This time, we will write down the structures directly.
[1]:
import numpy as np
from IPython.display import Image
import matplotlib.pyplot as plt
import ase
from ase import Atoms
from ase.visualize import view
from ase.optimize import BFGS
from ase.optimize import FIRE
from ase.neb import NEB
from ase.build.rotate import minimize_rotation_and_translation
from pfp_api_client.pfp.calculators.ase_calculator import ASECalculator
from pfp_api_client.pfp.estimator import Estimator
from pfp_api_client.pfp.estimator import Estimator, EstimatorCalcMode
estimator = Estimator(calc_mode=EstimatorCalcMode.PBE, model_version="v8.0.0")

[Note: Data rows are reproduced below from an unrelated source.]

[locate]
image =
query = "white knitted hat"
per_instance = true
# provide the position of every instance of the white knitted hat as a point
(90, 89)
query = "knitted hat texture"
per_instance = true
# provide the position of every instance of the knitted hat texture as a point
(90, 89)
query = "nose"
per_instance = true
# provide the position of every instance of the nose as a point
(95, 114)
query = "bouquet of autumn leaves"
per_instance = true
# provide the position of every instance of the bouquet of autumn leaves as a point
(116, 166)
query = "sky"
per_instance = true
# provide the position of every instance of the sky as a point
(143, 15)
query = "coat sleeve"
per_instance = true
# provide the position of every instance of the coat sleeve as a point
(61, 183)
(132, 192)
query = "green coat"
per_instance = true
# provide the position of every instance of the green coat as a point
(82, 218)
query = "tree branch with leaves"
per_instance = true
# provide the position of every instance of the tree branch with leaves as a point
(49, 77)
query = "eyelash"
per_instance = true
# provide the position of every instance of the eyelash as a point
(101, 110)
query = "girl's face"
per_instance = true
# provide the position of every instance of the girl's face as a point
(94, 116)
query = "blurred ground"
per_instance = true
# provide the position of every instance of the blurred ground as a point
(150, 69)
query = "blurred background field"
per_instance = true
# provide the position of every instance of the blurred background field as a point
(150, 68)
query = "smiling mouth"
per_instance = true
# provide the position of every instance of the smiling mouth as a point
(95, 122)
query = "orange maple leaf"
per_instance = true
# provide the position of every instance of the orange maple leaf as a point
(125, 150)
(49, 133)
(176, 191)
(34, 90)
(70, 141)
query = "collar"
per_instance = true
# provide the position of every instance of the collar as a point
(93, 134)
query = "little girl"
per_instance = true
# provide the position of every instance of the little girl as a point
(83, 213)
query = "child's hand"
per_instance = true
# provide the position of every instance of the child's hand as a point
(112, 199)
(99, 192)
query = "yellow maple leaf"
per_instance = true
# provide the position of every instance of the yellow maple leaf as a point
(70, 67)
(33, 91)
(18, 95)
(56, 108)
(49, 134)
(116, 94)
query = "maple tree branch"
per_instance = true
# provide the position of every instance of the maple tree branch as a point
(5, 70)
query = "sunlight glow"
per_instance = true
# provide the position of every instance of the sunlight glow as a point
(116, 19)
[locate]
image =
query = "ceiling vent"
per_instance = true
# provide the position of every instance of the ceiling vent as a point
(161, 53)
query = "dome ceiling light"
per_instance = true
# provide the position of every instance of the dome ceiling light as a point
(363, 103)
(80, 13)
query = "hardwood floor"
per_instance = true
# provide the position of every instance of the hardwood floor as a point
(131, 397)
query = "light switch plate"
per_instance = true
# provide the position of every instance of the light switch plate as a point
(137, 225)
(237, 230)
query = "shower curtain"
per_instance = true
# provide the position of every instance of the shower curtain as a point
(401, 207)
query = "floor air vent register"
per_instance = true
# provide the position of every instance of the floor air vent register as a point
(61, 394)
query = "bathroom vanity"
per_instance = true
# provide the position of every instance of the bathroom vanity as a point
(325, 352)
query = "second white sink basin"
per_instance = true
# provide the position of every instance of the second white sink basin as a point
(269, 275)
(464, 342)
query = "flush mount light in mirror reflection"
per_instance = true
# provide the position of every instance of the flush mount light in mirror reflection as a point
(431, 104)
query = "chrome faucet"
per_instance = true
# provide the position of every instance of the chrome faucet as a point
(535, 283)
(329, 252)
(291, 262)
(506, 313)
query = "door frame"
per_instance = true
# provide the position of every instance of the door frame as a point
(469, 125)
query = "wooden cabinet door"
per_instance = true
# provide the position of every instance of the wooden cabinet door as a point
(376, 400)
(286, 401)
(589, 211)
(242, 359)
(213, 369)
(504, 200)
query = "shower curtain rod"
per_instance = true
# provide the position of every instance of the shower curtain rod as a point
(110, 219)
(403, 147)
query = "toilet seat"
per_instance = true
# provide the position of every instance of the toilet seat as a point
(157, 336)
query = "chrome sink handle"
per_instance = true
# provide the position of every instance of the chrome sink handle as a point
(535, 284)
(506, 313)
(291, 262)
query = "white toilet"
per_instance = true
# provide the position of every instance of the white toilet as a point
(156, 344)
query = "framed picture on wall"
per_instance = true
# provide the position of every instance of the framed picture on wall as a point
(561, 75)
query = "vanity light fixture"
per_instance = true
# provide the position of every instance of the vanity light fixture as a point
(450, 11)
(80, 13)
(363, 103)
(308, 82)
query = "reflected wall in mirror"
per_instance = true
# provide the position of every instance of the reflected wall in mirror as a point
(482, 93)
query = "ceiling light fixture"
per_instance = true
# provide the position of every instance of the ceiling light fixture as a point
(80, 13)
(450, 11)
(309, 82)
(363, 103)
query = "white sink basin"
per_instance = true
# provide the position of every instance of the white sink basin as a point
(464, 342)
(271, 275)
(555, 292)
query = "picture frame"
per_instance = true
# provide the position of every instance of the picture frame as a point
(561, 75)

calculator = ASECalculator(estimator)
[2]:
react = ase.Atoms(
symbols="C2NON2H3",
positions = [
[ 2.12, -0.48, 0.00],
[ 0.76, 0.16, -0.00],
[-0.28, -0.79, -0.00],
[ 0.57, 1.35, 0.00],
[-1.42, -0.28, 0.00],
[-2.48, 0.07, 0.00],
[ 2.67, -0.14, -0.88],
[ 2.06, -1.57, -0.00],
[ 2.67, -0.14, 0.88],
],
)
prod = ase.Atoms(
symbols="C2NON2H3",
positions=[
[ 2.30, -0.87, 0.00],
[ 0.68, 0.92, -0.00],
[ 0.99, -0.25, 0.00],
[ 0.25, 2.03, 0.00],
[-2.34, 0.11, 0.00],
[-3.13, -0.67, -0.00],
[ 2.87, -0.57, -0.89],
[ 2.19, -1.96, 0.00],
[ 2.87, -0.57, 0.89],
],
)
The first step is to perform structural optimization. The way of structural optimization is the same as before.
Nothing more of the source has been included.